By Peter Egwuatu
Economists at the multinational accounting and management firm, PricewaterhouseCoopers (PwC), have projected Nigeria’s annual Gross Domestic Product, GDP, of USD500 billion when corruption is reduced. They also stated that a more efficient tax system would boost the economy with annual non-oil revenue of about USD104 billion.
These form part of the recent report of the PwC released yesterday which outlined about five ways Nigeria could drive inclusive economic growth. These, according to the report include: improving tax collection, economic diversification, eliminating corruption, easing the constraints to business, and increasing labour productivity. On improving tax collection the report said “Nigeria is a low-taxed economy compared to its peers with the tax-to- GDP, ratio estimated at just 8 per cent, the second lowest in Africa and the fourth lowest in the world.
Higher tax revenues
If these could be increased to the Sub-Saharan African economies’ average of 18 per cent of GDP, Nigeria could potentially raise its tax revenues to around $104 billion.

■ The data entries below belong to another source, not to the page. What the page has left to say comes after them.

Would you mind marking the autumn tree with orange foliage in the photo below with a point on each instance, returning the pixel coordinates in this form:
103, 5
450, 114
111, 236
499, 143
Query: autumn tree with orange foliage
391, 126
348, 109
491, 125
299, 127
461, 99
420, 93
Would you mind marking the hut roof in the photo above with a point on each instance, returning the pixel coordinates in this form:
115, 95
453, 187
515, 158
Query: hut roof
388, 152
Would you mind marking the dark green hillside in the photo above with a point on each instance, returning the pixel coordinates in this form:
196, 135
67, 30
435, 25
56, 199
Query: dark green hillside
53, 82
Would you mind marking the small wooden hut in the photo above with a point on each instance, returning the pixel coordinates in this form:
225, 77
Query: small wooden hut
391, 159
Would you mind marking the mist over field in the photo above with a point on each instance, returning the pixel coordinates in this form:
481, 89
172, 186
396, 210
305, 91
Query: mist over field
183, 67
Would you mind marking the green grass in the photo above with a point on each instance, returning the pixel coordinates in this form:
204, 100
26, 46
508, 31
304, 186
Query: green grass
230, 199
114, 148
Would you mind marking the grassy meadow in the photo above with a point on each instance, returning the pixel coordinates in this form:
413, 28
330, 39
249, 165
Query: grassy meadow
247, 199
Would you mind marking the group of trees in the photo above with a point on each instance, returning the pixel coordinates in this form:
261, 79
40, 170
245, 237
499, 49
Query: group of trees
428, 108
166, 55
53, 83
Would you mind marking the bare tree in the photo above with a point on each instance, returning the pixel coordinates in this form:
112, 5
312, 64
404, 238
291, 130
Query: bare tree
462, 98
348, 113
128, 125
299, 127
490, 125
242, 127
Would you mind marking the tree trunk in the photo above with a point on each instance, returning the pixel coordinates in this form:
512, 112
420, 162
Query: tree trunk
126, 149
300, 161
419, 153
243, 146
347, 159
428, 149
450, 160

The report further stated: “Higher tax revenues would reduce government borrowing and encourage financial institutions to offer funds at lower interest rates, thereby boosting the real economy and economic diversification.”
The report reiterated Nigeria’s potential advantages for future growth to include a large consumer market, a strategic geographic location as a hub for Africa, and a young and entrepreneurial population. It added: “The first step in harnessing these opportunities requires deliberate efforts to improve value-adding activity in the non-oil economy, particularly in agriculture and the services sectors”
On corruption, the report stated: “If Nigeria reduces corruption there would be a significant opportunity to boost GDP levels. For example, if corruption in Nigeria could be reduced in the long-run to estimated levels in Malaysia, we estimate that annual GDP could rise by over $500 billion by 2030. Deliberate efforts to reduce corruption will complement the Nigerian government’s diversification drive.”
On ease in doing business in Nigeria PwC stated: “A weak business environment is holding back Nigeria’s economic growth potential and slowing down the pace of development. Nigeria ranked 169th out of 190 countries in the World Bank’s 2017 Ease of Doing Business Index, lower than Niger, Madagascar and Sierra Leone.
“Other than protecting minority investors and getting credit, Nigeria ranks low on all other indicators and will need to particularly focus on improving electricity supply, simplifying the tax collection process and improving trading across borders so as to leverage its position as the hub of West Africa.”
On labour and productivity, the report stated: “Nigeria has the advantage of a large workforce of over 70 million, but the majority are under-skilled. It is imperative to equip workers with the skills needed to keep pace with an economy in transition like Nigeria. Average productivity of a worker in Nigeria is very low at US$3.24/hr relative to US$19.68/hr in South Africa and US$29.34/hr in Turkey.”
Meanwhile, the report also projected the global economic growth to average around 3.5 per cent per annum over the years to 2020, slowing down to around 2.7 per cent in the 2020s.
They economists stated that the emerging market growth rates will moderate as these economies mature and the scope for rapid catch-up growth declines.
According to report: “All of these portend challenges for policy makers. In order to realise their great potential, emerging economies must undertake sustained and effective investment in education, infrastructure and technology. The fall in oil prices from mid-2014 to early 2016 highlighted the importance of more diversified emerging economies for long-term sustainable growth.”